Argentine President Cristina Fernandez de Kirchner © AFP

Argentine President Cristina Fernandez de Kirchner has slammed the West's “soft” campaign to destabilize Latin American countries.

During her address at the 35-nation Summit of the Americas in Panama City on Saturday, she said the attempts always originate in some NGOs that “we never know who finance them.”

She warned that the destructive attempts “aim at the destabilization of governments in the region, of the governments that have done the most for equality, for education and social inclusion.”

Pointing to the “major accomplishments” of the Latin American governments in the areas of human rights, social inclusion, health, and education, Kirchner said the West lends support to “governments with neoliberal policies that shattered people.”

She also denounced the Western attempts to combat “governments that can show their credentials of having been the ones that have included their countrymen the most.”

Elsewhere in her remarks, the Argentine president criticized the UK for considering her nation a “threat” and thus justifying an increase in its military presence in the Malvinas Islands, known as the Falklands to the British.

“The United Kingdom declared my country a threat to its won territory, the Malvinas Islands: 2.3 percent of UK’s budget is allocated to defense.
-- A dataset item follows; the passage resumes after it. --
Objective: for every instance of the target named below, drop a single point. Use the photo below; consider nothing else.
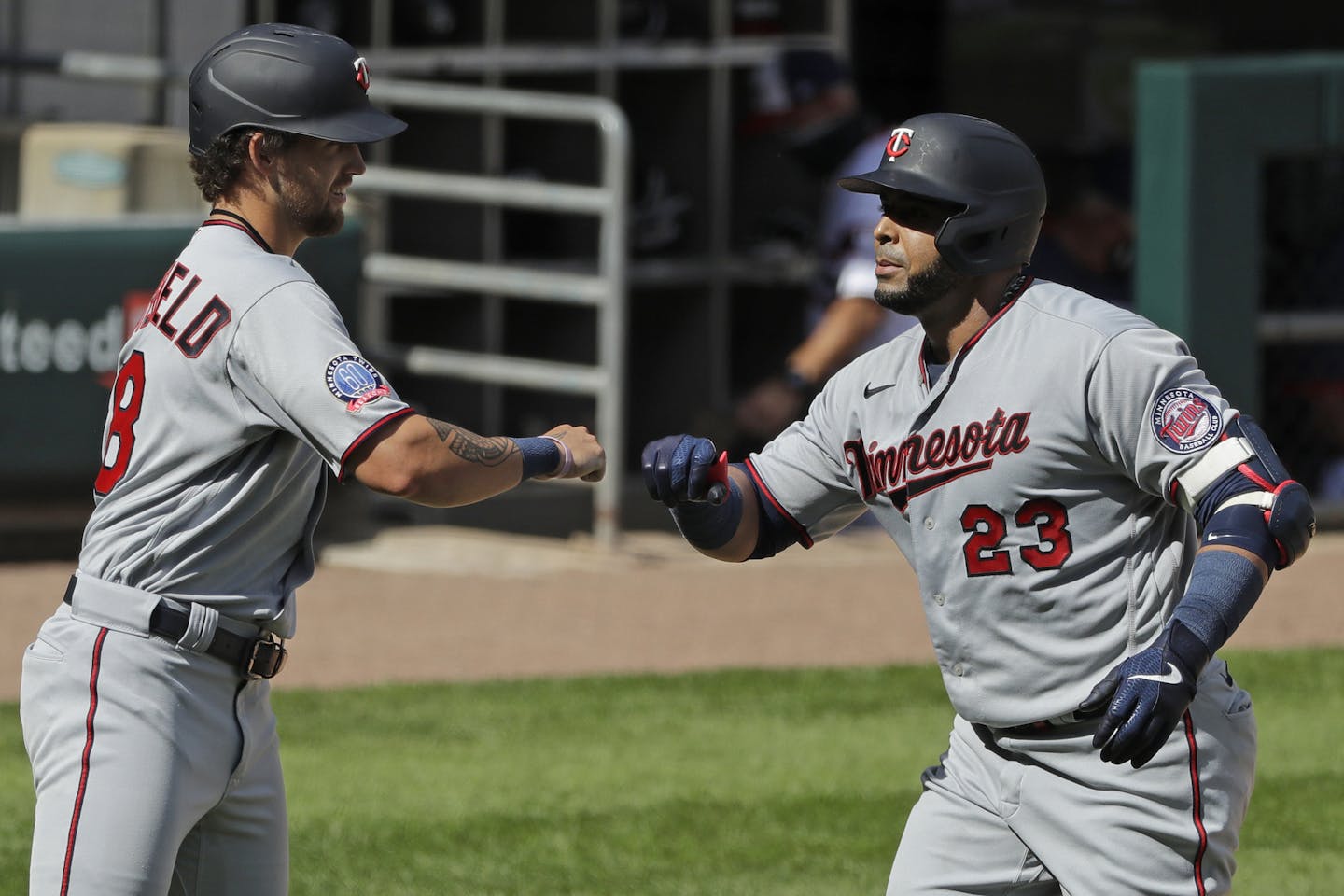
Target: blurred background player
(808, 98)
It is also absurd,” she added.

Argentina’s President Cristina Fernandez de Kirchner (R) attends a ceremony to honor the soldiers who died in the conflict between Britain and Argentina, during the commemoration of the 33rd anniversary of the 1982 Malvinas War, in Ushuaia, April 2, 2015. © AFP

 

Britain declared Malvinas as part of its overseas territories in 1833. Argentina calls it an occupation and has time and again challenged the British military presence in the archipelago, which is about 500 kilometers (310 miles) east of Argentina’s coast. 

Row over the islands turned into a bloody war in 1982. The conflict then claimed the lives of 649 Argentine soldiers, 255 Britons and three islanders.

Tensions between Argentina and the UK mounted again in 2013, after a London-backed referendum asking the islanders to decide whether to remain under the British rule. Some 99.8 percent people voted to remain a British territory. The Argentine government challenged the vote calling it “a British maneuver lacking legal value”.